Benched Week 71: framing our differences




I am standing in front of a painting of a city bridge with my artist son.  This has caught his eye, I think in part because it reminds him of this city he has adopted.   I ask him what he likes about the painting.  He comments on the colors in the shadows, the details, the rendering of the people.  I observe how the artist breaks up the strong vertical of the smokestack.  It is good to view it together.  To see it differently.



This trip to Pittsburgh is for just this thing: to hang out with Nathan and slowly let observations on life roll out as they will.  The bitter cold (minus 3 on the way here) has driven us inside.  But we have, for a long time, wanted to visit an art museum together.  This is the perfect chance.

Here I find my bench.  And my muse embodied.



Nathan and I are quite different in our approach to art.  And he frames that contrast in a way I had not considered.  He makes the distinction between a hobby and a project.  He is a hobbyist.  Art for him is an ongoing, open-ended exploration.  Art for me, he thinks, is more about completing projects: there is a goal and finite length.  Once completed, a new project arises.

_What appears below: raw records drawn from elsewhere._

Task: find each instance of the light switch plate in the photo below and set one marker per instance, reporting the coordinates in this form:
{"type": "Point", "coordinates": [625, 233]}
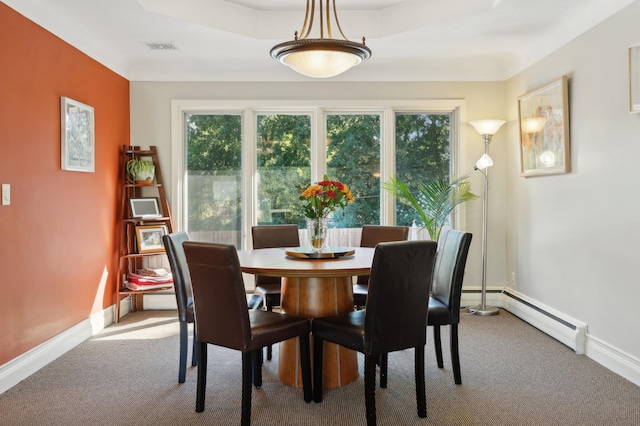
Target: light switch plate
{"type": "Point", "coordinates": [6, 194]}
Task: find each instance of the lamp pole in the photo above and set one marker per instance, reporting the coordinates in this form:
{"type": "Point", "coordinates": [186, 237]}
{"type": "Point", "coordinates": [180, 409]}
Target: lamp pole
{"type": "Point", "coordinates": [486, 128]}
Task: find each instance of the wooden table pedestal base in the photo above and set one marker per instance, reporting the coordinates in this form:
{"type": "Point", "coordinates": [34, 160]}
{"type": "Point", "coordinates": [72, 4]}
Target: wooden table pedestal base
{"type": "Point", "coordinates": [316, 297]}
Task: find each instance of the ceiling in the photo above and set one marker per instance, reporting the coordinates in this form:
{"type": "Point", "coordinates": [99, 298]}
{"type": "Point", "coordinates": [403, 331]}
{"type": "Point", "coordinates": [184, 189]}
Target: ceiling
{"type": "Point", "coordinates": [230, 40]}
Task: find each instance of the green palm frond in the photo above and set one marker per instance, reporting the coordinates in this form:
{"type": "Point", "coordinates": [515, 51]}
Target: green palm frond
{"type": "Point", "coordinates": [435, 202]}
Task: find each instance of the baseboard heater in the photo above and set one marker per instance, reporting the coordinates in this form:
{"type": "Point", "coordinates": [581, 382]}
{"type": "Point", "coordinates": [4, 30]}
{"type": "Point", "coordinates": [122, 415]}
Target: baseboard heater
{"type": "Point", "coordinates": [563, 328]}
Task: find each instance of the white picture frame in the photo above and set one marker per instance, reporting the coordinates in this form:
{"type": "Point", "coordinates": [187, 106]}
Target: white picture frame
{"type": "Point", "coordinates": [146, 207]}
{"type": "Point", "coordinates": [77, 136]}
{"type": "Point", "coordinates": [634, 79]}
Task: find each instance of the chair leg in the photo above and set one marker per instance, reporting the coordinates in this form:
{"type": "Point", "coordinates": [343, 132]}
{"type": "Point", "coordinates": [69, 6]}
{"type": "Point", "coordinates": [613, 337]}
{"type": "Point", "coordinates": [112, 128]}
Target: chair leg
{"type": "Point", "coordinates": [421, 393]}
{"type": "Point", "coordinates": [202, 376]}
{"type": "Point", "coordinates": [184, 341]}
{"type": "Point", "coordinates": [455, 355]}
{"type": "Point", "coordinates": [305, 360]}
{"type": "Point", "coordinates": [317, 368]}
{"type": "Point", "coordinates": [438, 345]}
{"type": "Point", "coordinates": [194, 351]}
{"type": "Point", "coordinates": [247, 366]}
{"type": "Point", "coordinates": [269, 350]}
{"type": "Point", "coordinates": [370, 388]}
{"type": "Point", "coordinates": [384, 362]}
{"type": "Point", "coordinates": [257, 368]}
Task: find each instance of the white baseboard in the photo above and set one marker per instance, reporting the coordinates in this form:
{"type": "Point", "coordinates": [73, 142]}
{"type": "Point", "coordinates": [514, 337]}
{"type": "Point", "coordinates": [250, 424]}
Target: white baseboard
{"type": "Point", "coordinates": [615, 360]}
{"type": "Point", "coordinates": [563, 328]}
{"type": "Point", "coordinates": [18, 369]}
{"type": "Point", "coordinates": [540, 316]}
{"type": "Point", "coordinates": [160, 301]}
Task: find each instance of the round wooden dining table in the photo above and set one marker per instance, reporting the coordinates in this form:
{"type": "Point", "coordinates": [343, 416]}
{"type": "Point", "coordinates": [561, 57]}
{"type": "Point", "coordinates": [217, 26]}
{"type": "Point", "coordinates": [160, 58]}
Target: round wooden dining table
{"type": "Point", "coordinates": [313, 288]}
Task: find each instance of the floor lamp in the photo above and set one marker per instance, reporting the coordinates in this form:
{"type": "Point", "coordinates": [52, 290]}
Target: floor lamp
{"type": "Point", "coordinates": [486, 128]}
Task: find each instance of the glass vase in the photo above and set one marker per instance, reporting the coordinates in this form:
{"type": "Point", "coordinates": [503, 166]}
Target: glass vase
{"type": "Point", "coordinates": [317, 233]}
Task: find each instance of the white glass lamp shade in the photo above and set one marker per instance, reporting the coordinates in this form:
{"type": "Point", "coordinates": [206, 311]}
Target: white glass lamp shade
{"type": "Point", "coordinates": [321, 63]}
{"type": "Point", "coordinates": [487, 127]}
{"type": "Point", "coordinates": [484, 162]}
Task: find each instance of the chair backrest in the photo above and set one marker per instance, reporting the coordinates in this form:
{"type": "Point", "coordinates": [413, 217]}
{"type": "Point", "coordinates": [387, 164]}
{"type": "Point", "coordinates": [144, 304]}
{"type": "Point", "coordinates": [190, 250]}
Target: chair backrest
{"type": "Point", "coordinates": [398, 296]}
{"type": "Point", "coordinates": [448, 274]}
{"type": "Point", "coordinates": [180, 272]}
{"type": "Point", "coordinates": [374, 234]}
{"type": "Point", "coordinates": [271, 236]}
{"type": "Point", "coordinates": [219, 301]}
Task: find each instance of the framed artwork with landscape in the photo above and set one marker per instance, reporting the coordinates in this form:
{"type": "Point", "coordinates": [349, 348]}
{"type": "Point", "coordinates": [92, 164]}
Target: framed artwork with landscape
{"type": "Point", "coordinates": [77, 138]}
{"type": "Point", "coordinates": [146, 207]}
{"type": "Point", "coordinates": [634, 78]}
{"type": "Point", "coordinates": [149, 237]}
{"type": "Point", "coordinates": [544, 130]}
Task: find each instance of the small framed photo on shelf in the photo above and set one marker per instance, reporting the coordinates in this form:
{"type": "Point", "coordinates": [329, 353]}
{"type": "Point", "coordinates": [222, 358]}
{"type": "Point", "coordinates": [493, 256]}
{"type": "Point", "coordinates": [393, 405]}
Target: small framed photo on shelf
{"type": "Point", "coordinates": [77, 138]}
{"type": "Point", "coordinates": [146, 208]}
{"type": "Point", "coordinates": [149, 238]}
{"type": "Point", "coordinates": [544, 130]}
{"type": "Point", "coordinates": [634, 79]}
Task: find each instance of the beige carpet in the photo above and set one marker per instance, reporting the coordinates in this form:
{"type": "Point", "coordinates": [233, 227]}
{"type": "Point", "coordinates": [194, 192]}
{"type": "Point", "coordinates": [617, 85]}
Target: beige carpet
{"type": "Point", "coordinates": [512, 374]}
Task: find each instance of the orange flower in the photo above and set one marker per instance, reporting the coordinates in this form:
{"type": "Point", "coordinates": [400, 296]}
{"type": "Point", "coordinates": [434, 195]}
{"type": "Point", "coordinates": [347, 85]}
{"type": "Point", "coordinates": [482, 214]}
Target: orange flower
{"type": "Point", "coordinates": [324, 197]}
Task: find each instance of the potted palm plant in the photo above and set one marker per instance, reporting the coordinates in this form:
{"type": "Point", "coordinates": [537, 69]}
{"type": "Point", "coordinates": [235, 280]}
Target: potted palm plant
{"type": "Point", "coordinates": [435, 200]}
{"type": "Point", "coordinates": [141, 172]}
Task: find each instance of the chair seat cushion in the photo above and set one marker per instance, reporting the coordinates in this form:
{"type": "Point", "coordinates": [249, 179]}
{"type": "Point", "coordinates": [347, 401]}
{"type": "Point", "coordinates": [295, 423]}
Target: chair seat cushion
{"type": "Point", "coordinates": [270, 327]}
{"type": "Point", "coordinates": [270, 293]}
{"type": "Point", "coordinates": [360, 289]}
{"type": "Point", "coordinates": [360, 294]}
{"type": "Point", "coordinates": [254, 301]}
{"type": "Point", "coordinates": [345, 329]}
{"type": "Point", "coordinates": [438, 313]}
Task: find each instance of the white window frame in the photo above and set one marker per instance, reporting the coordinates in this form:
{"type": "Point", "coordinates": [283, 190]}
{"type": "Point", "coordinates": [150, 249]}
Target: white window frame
{"type": "Point", "coordinates": [250, 109]}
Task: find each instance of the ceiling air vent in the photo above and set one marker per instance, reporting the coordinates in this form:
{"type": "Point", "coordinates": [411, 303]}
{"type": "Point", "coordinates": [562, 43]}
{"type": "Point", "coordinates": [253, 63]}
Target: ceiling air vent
{"type": "Point", "coordinates": [161, 45]}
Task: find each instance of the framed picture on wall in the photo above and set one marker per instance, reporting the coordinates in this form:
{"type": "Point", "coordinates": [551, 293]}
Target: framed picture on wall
{"type": "Point", "coordinates": [634, 78]}
{"type": "Point", "coordinates": [149, 237]}
{"type": "Point", "coordinates": [77, 139]}
{"type": "Point", "coordinates": [544, 130]}
{"type": "Point", "coordinates": [144, 207]}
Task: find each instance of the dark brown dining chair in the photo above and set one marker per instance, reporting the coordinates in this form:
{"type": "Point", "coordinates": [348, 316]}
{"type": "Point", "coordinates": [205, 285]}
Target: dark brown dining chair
{"type": "Point", "coordinates": [446, 291]}
{"type": "Point", "coordinates": [272, 236]}
{"type": "Point", "coordinates": [395, 318]}
{"type": "Point", "coordinates": [372, 235]}
{"type": "Point", "coordinates": [223, 319]}
{"type": "Point", "coordinates": [184, 299]}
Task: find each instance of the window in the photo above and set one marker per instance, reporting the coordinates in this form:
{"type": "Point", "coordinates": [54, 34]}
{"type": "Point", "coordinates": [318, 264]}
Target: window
{"type": "Point", "coordinates": [213, 179]}
{"type": "Point", "coordinates": [242, 165]}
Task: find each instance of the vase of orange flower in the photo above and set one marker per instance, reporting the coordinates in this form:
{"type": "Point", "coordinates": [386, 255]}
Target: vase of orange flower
{"type": "Point", "coordinates": [320, 200]}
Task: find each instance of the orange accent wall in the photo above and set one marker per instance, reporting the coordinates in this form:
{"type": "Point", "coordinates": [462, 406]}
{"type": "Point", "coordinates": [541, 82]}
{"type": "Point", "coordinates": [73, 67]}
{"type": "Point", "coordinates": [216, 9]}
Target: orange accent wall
{"type": "Point", "coordinates": [58, 238]}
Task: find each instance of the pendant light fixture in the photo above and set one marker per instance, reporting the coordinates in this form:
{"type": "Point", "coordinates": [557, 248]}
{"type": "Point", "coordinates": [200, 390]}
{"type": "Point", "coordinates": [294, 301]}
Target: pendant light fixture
{"type": "Point", "coordinates": [325, 56]}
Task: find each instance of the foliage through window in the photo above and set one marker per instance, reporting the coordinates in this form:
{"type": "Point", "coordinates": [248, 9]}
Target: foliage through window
{"type": "Point", "coordinates": [286, 152]}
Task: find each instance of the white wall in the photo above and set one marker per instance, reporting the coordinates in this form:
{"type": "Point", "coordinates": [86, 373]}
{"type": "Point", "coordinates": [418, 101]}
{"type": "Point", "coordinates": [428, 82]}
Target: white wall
{"type": "Point", "coordinates": [572, 239]}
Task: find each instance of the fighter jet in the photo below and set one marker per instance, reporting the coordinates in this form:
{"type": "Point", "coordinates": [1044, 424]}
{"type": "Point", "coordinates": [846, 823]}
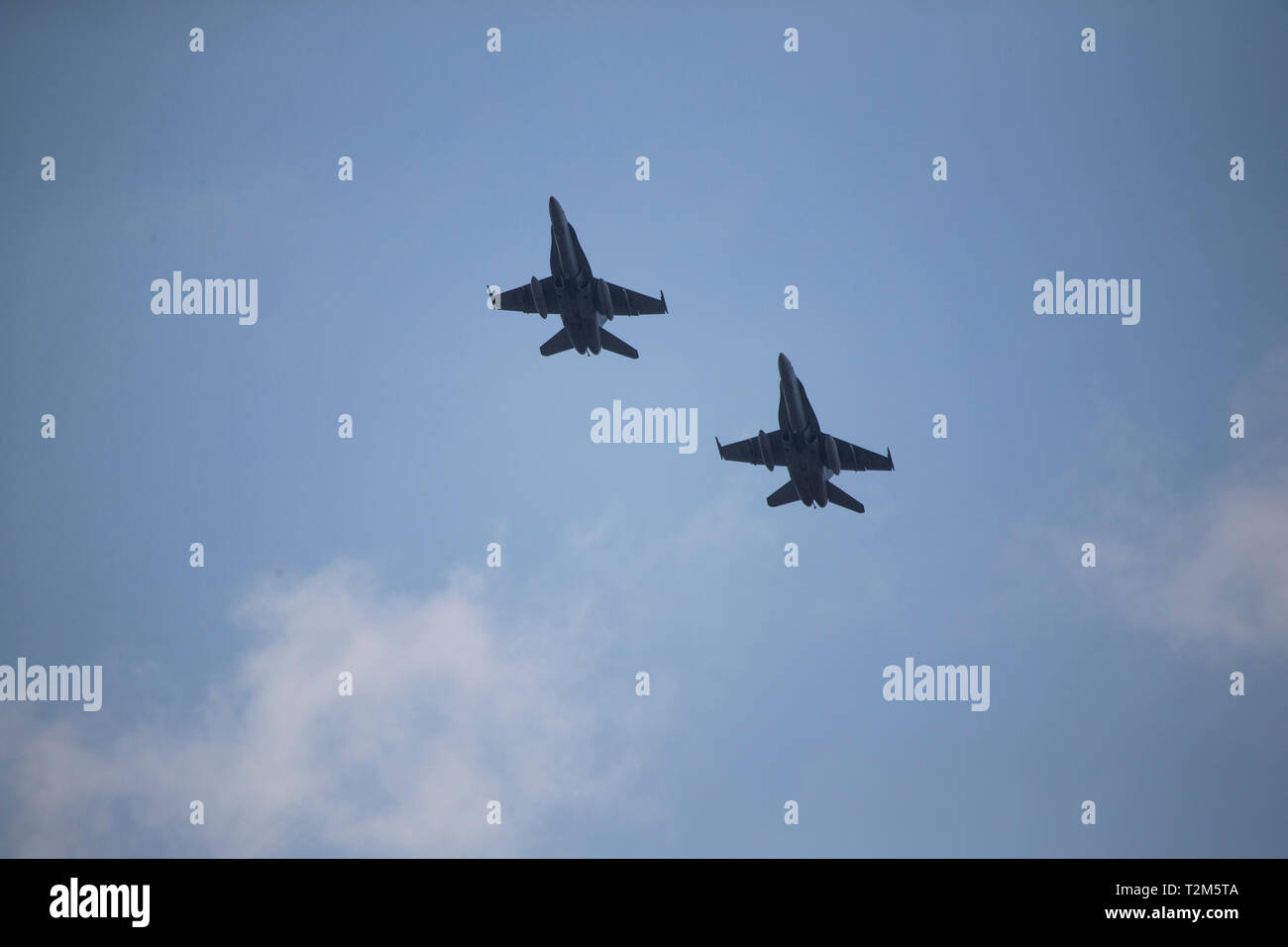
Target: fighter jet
{"type": "Point", "coordinates": [810, 457]}
{"type": "Point", "coordinates": [578, 296]}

It’s a simple contrast, but I recognize the truth in it.  I am drawn to projects.  Like this blog.   Like my winter doodles.  Like a new idea I have for drawing simple portraits of “winter walkers” – people bundled up in layers of clothing, sketched from quickly-captured reference photos during my travels.



And suddenly we have our middle ground.  We share stories of how hard it is to take photos of people in public.  I tell of the older woman in a park who pointedly asked me if I liked taking photos of children.  He recalls the person who ran after him to get him to delete the shot he had just snapped.  It’s fun to share stories from the trenches.



Near us, a small class of children is sketching an object on display.  It pleases me enormously to see this, for it reminds me of the times I took my kids to do the same.  And it makes me think of how my children are the biggest project I’ve undertaken.  But for all parents there is a line where the noun project can become a verb.  Across that line, we begin to project on our offspring our own unfulfilled dreams.  Or, in my life, an approach to creating.

And I’m thankful that Nathan has discovered such a refreshingly different way to make art – seen in the angular planes of wood he paints, but also in his hobbyist’s enthusiasm.

How good it is to have a fresh pair of eyes.  And a new framework.